Damp weather helps Canada firefighters

  • 21/05/2016
Wildfire burns north of Fort McMurray, Alberta, Canada. Picture from May 6 (Reuters)
Wildfire burns north of Fort McMurray, Alberta, Canada. Picture from May 6 (Reuters)

Firefighters battling a massive blaze in Canada's energy heartland are being aided by a second day of light rain and winds holding flames back from oil sands facilities.

The wildfire in northern Alberta has blackened more than 500,000ha, six times the size of New York City, since it erupted this month.

It has forced widespread evacuations, destroyed entire neighbourhoods in the Fort McMurray area and triggered a prolonged shutdown that has cut Canadian oil output by a million barrels a day.

The fire's footprint had already exceeded the total area burned during Alberta's entire 2015 fire season, and it jumped Thursday into the neighbouring province of Saskatchewan, although no evacuations have been ordered there so far.

The fire's growth slowed on Friday (Saturday AEST) as firefighters were helped by colder, damper weather that began a day earlier and vastly improved air quality, provincial authorities said.

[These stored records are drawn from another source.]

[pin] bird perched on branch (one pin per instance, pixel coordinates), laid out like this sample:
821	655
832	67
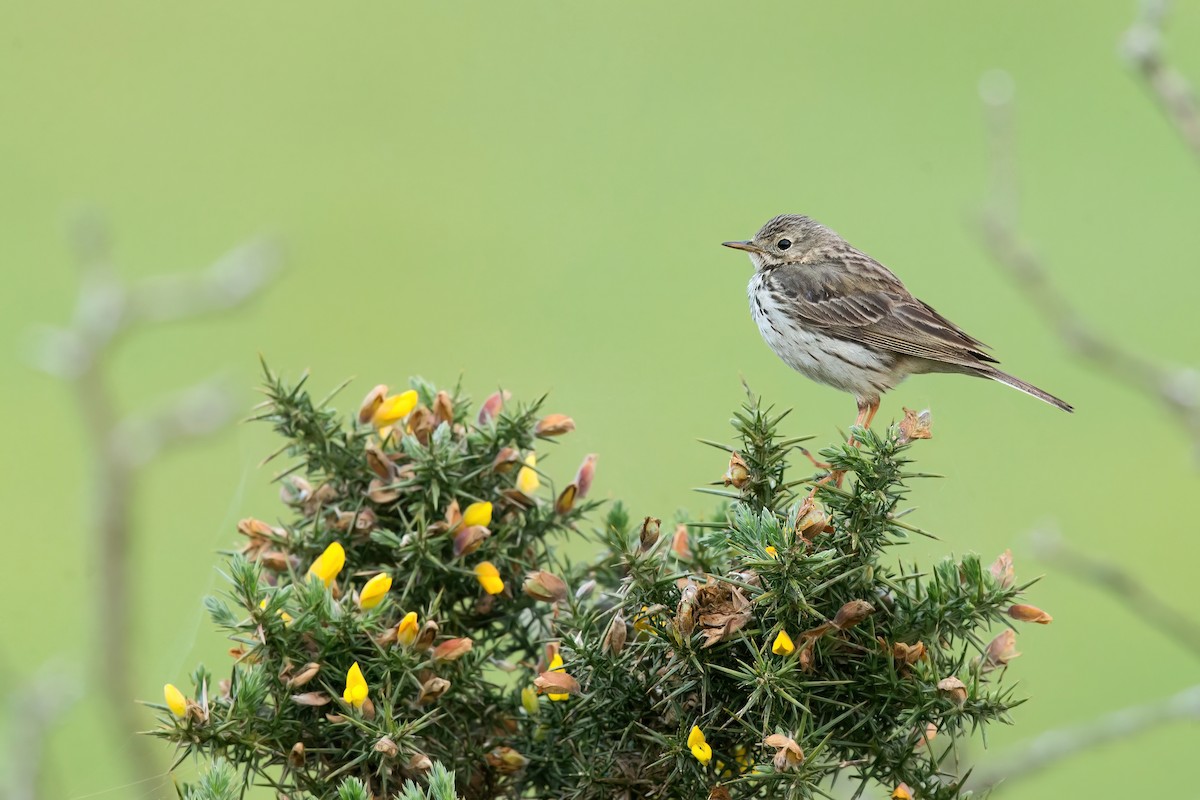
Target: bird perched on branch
841	318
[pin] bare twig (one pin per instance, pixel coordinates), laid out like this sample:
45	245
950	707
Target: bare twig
1051	747
1143	47
1177	389
1127	588
106	310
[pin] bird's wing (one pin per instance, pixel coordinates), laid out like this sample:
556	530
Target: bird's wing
869	305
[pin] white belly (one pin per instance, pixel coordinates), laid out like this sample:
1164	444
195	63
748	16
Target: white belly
828	360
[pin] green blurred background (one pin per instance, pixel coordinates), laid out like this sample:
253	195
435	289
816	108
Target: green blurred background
532	196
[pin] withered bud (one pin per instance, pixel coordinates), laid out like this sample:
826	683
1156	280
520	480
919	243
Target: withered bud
649	533
1000	650
387	746
679	542
789	755
371	403
505	459
738	474
306	673
553	425
545	587
615	636
1002	570
852	613
492	405
954	687
425	638
1030	614
432	690
916	426
453	649
468	540
505	761
443	408
556	683
565	500
585	475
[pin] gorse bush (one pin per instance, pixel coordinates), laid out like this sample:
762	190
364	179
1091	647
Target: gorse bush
414	631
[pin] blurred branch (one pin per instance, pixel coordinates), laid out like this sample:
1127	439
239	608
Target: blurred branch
1051	747
33	713
1176	389
1143	47
107	308
1146	606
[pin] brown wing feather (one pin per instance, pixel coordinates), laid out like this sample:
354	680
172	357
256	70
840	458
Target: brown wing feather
858	299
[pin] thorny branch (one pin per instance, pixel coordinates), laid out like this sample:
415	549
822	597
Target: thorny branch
1051	747
1177	389
106	310
1143	46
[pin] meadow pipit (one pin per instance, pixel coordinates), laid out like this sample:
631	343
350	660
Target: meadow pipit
843	319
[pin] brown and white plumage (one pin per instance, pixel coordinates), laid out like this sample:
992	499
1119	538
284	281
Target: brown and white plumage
841	318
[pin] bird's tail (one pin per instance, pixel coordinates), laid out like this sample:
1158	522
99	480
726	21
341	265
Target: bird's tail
1029	389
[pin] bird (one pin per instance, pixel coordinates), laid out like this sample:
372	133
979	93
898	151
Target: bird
839	317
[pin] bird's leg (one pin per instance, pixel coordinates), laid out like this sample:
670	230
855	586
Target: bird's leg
867	410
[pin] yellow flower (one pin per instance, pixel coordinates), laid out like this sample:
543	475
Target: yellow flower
529	701
394	409
700	749
783	644
407	630
175	701
489	577
527	479
355	687
373	593
329	564
478	513
556	665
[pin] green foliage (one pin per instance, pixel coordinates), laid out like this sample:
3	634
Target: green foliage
762	653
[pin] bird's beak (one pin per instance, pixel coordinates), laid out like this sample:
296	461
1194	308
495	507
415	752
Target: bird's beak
743	245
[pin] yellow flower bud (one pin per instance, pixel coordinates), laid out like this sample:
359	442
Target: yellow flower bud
700	747
489	577
407	630
527	479
329	564
373	593
556	665
478	513
355	686
529	701
394	409
175	699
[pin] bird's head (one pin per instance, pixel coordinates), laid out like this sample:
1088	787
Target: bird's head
784	240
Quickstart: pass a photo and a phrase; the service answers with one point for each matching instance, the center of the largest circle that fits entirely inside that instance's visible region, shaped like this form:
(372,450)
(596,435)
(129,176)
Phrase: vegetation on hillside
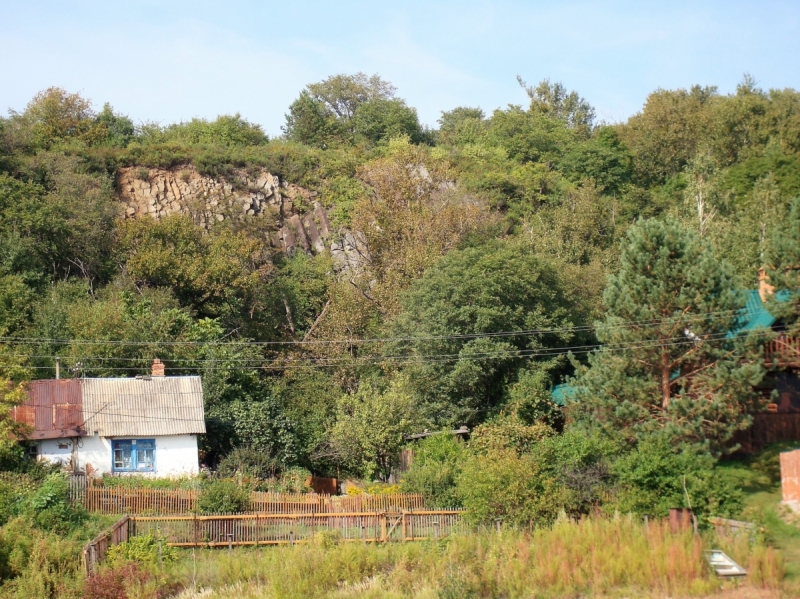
(502,254)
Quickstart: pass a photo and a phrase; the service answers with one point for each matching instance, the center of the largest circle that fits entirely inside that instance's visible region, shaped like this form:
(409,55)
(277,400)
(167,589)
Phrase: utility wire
(526,332)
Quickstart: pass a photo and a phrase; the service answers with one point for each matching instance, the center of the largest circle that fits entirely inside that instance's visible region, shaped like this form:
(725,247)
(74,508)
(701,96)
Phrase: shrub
(130,581)
(249,463)
(49,507)
(433,471)
(515,488)
(657,476)
(142,549)
(220,495)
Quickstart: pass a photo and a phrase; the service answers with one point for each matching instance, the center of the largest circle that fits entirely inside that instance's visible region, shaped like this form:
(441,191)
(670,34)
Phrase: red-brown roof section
(54,409)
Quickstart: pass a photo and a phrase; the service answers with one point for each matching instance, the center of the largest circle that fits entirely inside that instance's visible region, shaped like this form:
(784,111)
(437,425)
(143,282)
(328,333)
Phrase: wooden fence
(274,529)
(768,427)
(164,502)
(95,551)
(285,529)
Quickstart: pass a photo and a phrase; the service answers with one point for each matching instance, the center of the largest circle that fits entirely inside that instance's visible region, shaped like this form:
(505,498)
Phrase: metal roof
(170,405)
(52,410)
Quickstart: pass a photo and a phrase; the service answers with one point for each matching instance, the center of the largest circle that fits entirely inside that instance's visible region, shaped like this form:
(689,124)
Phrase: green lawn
(760,479)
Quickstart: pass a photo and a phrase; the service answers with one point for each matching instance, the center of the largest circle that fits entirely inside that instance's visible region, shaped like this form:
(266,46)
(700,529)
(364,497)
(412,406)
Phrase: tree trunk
(665,374)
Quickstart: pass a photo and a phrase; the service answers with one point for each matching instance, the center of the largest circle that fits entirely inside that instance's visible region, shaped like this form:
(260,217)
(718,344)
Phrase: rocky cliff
(294,219)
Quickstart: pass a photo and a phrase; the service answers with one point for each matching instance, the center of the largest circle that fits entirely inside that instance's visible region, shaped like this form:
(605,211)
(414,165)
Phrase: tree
(666,134)
(370,427)
(552,99)
(54,115)
(461,125)
(325,112)
(225,130)
(411,216)
(670,363)
(221,273)
(343,94)
(456,365)
(382,120)
(262,426)
(783,270)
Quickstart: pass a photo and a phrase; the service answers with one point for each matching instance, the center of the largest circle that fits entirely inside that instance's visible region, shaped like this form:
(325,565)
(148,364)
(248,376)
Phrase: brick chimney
(764,288)
(158,367)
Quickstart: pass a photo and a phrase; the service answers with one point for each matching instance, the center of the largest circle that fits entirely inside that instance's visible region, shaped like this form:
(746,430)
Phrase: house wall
(175,454)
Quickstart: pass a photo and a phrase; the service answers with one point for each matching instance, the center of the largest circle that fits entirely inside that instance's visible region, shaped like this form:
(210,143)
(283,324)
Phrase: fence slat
(165,502)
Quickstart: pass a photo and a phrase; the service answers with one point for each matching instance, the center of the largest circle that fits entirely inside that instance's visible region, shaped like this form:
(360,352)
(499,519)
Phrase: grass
(760,479)
(597,557)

"We expect to hold this fire in place over the weekend," Alberta Wildfire Manager Chad Morrison told a news conference.

Authorities plan to roughly double the number of firefighters over the next two weeks to about 2100 personnel backed by bulldozers and aircraft dumping flame retardant.

The weather, which included winds pushing flames away from key oil sands assets, offered a glimmer of hope for crude operations, Statoil saying on Friday its Leismer project was producing 13,000bpd, up from 9000bpd two days before.

Imperial Oil has said it had restarted limited operations at its Kearl site, with a capacity of 194,000bpd.

A ConocoPhillips Canada spokesman said the company was "cautiously optimistic" but gave no time frame on restarting operations.

Still many operations remained shut due to the blaze, which comes on the back of a two-year slump in global crude prices.

Syncrude told customers to expect no further crude shipments for May, trading sources said on Thursday.

On Friday officials said the Suncor and Syncrude oil sands sites remained under mandatory evacuation orders along with 19 work camps north of Fort McMurray.

Some of the 90,000 evacuees who fled as the inferno breached Fort McMurray this month may be allowed to return by June 1, if air quality improves and other safety conditions are met.